“I can’t understand why our bikes didn’t break in two.”

That was Gilles Robert’s reaction after completing the most grueling motorcycle trip he’s ever been on: a 6000-kilometre odyssey across eastern Russia.

Robert, 73, has lived in Grenville-sur-la-Rouge for 40 years, and is originally from Alexandria. After decades owning and operating a food distribution business, Robert decided to see as much of the world as he could.

Almost half of Robert’s Russian journey included the infamous “Road of Bones”, stretching across Russia’s far east, from Yakutsk to Magadan. The Road of Bones, officially called the Kolyma Highway, was built during the Soviet Union’s Stalinist era.

Much of the labour for the road’s construction, from 1932 to 1953, was provided by detainees of the notorious gulags (forced-labour camps.) Workers who died during construction were often buried in the roadbed, giving the road its name.

The Road of Bones is remote and rugged, carved through Russia’s eastern forests, mountains, and taiga. The road’s surface is sand, dust, and loose gravel, and it’s known as a punishing drive.

Despite the road’s ruggedness, Robert says they had few mechanical problems during the four-week trip.

“Just tires,” says Robert. “The tires we used are normally expected to last 15,000 kilometres, but on this trip they lasted no more than 3000.”

Tire changes were a regular occurrence during the trip. (photo submitted by Gilles Robert)

This was Robert’s second motorcycling journey through Russia. Two years ago, he rode from St Petersburg, in the west, crossed Siberia, and finished in Vladivostock, on the southeast coast.

This year, Robert started where he left off, in Vladivostock, in late June. As with the previous trip, Robert joined a small-group tour provided by Russian Moto Travel Company.

The tour company provided motorcycles, equipment, and arranged accommodation along the 6000-kilometre route. Robert’s group was headed by a lead guide, a tour operator, and a support vehicle operator. Besides Robert, there were two other tour group members, one from England and the other from Russia.

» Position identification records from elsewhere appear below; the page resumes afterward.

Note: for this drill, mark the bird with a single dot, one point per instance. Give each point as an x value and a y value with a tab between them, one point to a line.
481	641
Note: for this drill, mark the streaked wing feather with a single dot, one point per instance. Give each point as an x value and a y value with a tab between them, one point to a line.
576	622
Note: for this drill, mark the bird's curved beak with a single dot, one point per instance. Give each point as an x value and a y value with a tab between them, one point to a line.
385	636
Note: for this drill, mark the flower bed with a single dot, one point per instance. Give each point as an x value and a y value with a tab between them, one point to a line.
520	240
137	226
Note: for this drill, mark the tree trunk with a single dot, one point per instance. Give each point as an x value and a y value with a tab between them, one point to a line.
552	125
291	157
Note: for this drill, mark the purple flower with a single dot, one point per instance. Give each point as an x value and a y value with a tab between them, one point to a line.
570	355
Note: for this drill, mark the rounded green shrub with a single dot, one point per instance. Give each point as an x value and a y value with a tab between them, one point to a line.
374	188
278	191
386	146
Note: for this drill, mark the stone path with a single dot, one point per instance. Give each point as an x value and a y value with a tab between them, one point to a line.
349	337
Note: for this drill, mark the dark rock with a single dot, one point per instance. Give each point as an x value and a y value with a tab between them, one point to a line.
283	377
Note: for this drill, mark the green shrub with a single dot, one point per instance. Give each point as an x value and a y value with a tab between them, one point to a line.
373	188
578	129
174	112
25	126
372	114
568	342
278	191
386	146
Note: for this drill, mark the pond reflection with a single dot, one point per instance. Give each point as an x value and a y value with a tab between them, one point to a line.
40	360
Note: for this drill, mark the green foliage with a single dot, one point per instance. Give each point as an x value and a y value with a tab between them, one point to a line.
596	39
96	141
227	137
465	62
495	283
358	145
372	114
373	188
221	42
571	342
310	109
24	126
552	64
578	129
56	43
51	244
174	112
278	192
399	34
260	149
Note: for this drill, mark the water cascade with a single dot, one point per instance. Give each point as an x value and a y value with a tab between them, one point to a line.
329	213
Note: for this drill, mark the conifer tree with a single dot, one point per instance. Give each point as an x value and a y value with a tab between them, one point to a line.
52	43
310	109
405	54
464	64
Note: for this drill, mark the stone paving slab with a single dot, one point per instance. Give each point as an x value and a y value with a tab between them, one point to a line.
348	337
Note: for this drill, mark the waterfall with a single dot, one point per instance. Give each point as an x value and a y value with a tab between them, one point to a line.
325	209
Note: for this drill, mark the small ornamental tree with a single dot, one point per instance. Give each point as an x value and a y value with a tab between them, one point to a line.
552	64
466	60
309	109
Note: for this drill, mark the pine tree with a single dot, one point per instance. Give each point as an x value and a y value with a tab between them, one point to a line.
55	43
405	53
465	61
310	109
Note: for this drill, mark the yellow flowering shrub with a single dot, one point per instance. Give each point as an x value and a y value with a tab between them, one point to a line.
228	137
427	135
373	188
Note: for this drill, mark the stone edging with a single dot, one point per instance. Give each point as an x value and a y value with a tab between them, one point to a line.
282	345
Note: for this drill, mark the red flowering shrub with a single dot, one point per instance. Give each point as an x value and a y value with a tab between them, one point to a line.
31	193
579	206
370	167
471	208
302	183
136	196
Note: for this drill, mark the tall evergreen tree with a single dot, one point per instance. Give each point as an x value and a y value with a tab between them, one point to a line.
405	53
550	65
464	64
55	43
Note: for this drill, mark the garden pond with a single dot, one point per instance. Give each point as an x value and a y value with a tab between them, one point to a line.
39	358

The journey from Vladivostock to Magadan was a first for everyone in the group, including the guides. At the trip’s end, the group’s lead guide, who has motorcycled all over the world, said he’d never done anything as arduous before. One group member gave up during the demanding ride.

Robert, second from left, and the group take a break from the grueling ride. (photo submitted by Gilles Robert)

“If you haven’t done any enduro motorcycling,” says Robert, “this type of trip is not for you.” Robert, who has decades of motocross experience, trained for this trip. He says that at no point did he think he would have to give up.

“It was hard,” says Robert, “but I was really comfortable in the knowledge I could do it.”

Robert found the trip’s most difficult aspect was the loose gravel and sand on the Kolyma Highway. Big tanker trucks, delivering fuel from Pacific ocean terminals, churned up blinding dust storms.

“It’s like driving into a snow storm,” Robert says. “You’re not able to see anything at all.” When it rained the road became soupy with mud. Each day ended with bikes and riders caked with dirt.

During the trek, Robert’s group either camped beside rivers or stayed in the very basic accommodation available. City tours and visits to sites of interest were arranged all through the journey. Robert found visiting former gulags—which contributed much of the bones for the Road of Bones—sobering.

Robert’s group visited former forced-labour camps, a grim reminder of the Stalin era. (photo submitted by Gilles Robert)

Robert’s journey ended in Magadan, on Russia’s eastern seaboard. Magadan was a major transit centre for Siberia’s labour camps, and was itself largely built by forced labour. The town now supports a port serving east Russia’s extensive mining resources.

As with his earlier trip, Robert was impressed by Russia’s landscape and its people.

“The landscape is often similar to Canada,” Robert says. “Lots of trees, grass, remote spaces.” He was pleased at the welcome the Canadian flag mounted on his motorcycle prompted.

“People were so nice,” says Robert. “They’d see the flag and want to get a photo with us.” Robert says he has experienced the same reaction all over the world.

Robert has completed several motorcycle trips worldwide since he semi-retired from his business. In addition to his Russia travels, in the past five years he’s travelled across the United States, through Central America, and he’s done intensive tours in Southern America and Europe. He says the recent trip through Russia was the hardest, both physically and mentally.

Robert is already planning his next motorcycle adventure. In 2020, he’ll tour through Laos and Thailand.

“I’m fully retired as of last week,” says Robert. “Life has been good to me.”